Where's their safety net?
Migrant worker groups are calling for compensation for maids and their families if they suffer job-related injuries or death. -TNP
Last Saturday, an Indonesian maid fell 13 storeys and died while trying to put the laundry out to dry in a flat in Pasir Ris.
Neighbours found the 23-year-old on the ground floor with a wooden bamboo clothes pole next to her body.
She became the latest statistic.
In an interview with Lianhe Zaobao on Monday, Indonesia's Ambassador Andri Hadi said in just three months this year, six Indonesian maids have fallen from high-rise buildings.
Last year, there were 15 cases.
In some cases, the maids had jumped.
But among the deaths were maids who fell while trying to clean windows or putting the laundry out to dry.
Maids are already being provided with training, and existing laws concerning errant employers are in the process of being enhanced.
But migrant worker groups are calling for employers to compensate the families of the maids who die as a result of the job.
Mr Jolovan Wham, executive director of Humanitarian Organisation for Migration Economics, said while the law may hold employers accountable for negligence, it does not make up for the loss suffered by the maid's family.
He said: "What if she is the only breadwinner of the family?
"There's no point prosecuting the employers if the family of the deceased is not given any aid."
Maids raise money by borrowing from their family and friends before coming over to Singapore, he added.
So, it's possible their deaths will result in their families back home falling into debt.
Unlike other workers, maids are not covered under the Work Injury Compensation Act (Wica).
Mr Wham said that's not good enough and he wants them to be given the same benefits as other general employees who are covered under the Act.
Under Wica, injured employees are entitled to claim medical leave wages, medical expenses and lump-sum compensation for permanent incapacity or death.
In 2008, then Minister of State for Manpower Gan Kim Yong said it would be better for maids to be covered under insurance instead of Wica.
That is because the nature of their work "makes it difficult to determine whether the injury is sustained as part of the work or otherwise". The family of the deceased can also be compensated up to $140,000.
But employers are, by MOM's regulations, required to purchase the Personal Accident Insurance policy insurance when employing their maids.
In the case of an accidental death, the maid's family is entitled up to $40,000 or higher if a higher premium package is purchased.
But the maid also has to be working for at least a month.
However, Mr Wham feels that the insurance payout does not match the benefits that maids could receive should they be under Wica.
Mr Jeremy Khoo, executive director of the Archdiocesan Commission for the Pastoral Care of Migrants and Itinerant People, agreed that more can be done.
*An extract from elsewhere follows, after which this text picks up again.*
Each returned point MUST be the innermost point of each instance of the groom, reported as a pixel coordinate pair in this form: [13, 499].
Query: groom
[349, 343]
For one thing, the awareness of workplace safety must be raised.
Citing the cleaning of windows in apartments as an example, he said: "Employers should be trained and informed of the dangers of certain chores."
Mr Khoo said maids tend to experience a culture shock when they arrive here.
He added: "They come from small villages and are not used to living in an apartment. They don't realise that falling out of the window (of an HDB flat) could mean certain death."
Ms Sumen Kumari Raj Pati Rai, 38, of Status Employment Agency, said maids are trained.
"We teach maids to hang clothes in the house and try lifting the bamboo poles inside to test the weight as most of them have never lived in high-rise apartments before."
But she also suggested cutting the bamboo poles shorter to reduce the weight of the clothes it carries.
Required to take measures
Under the Employment of Foreign Manpower Act (EFMA), employers must provide safe working conditions and ensure the safety and health of their maids.
The Manpower Ministry (MOM) charged 15 employers for failing to ensure a safe working environment for their maids between 2006 and last year.
Twelve were fined between $2,500 and $10,000. The remaining were issued composition fines of up to $2,000.
The Ministry plans to amend the Act this year.
Following this change, employers will be held more accountable for the welfare of migrant workers.
Minister of State for Manpower Tan Chuan-Jin added that the amended Act will strengthen his ministry's ability to deal with errant employers.
He wrote these comments in an entry on the MOM's blog last December.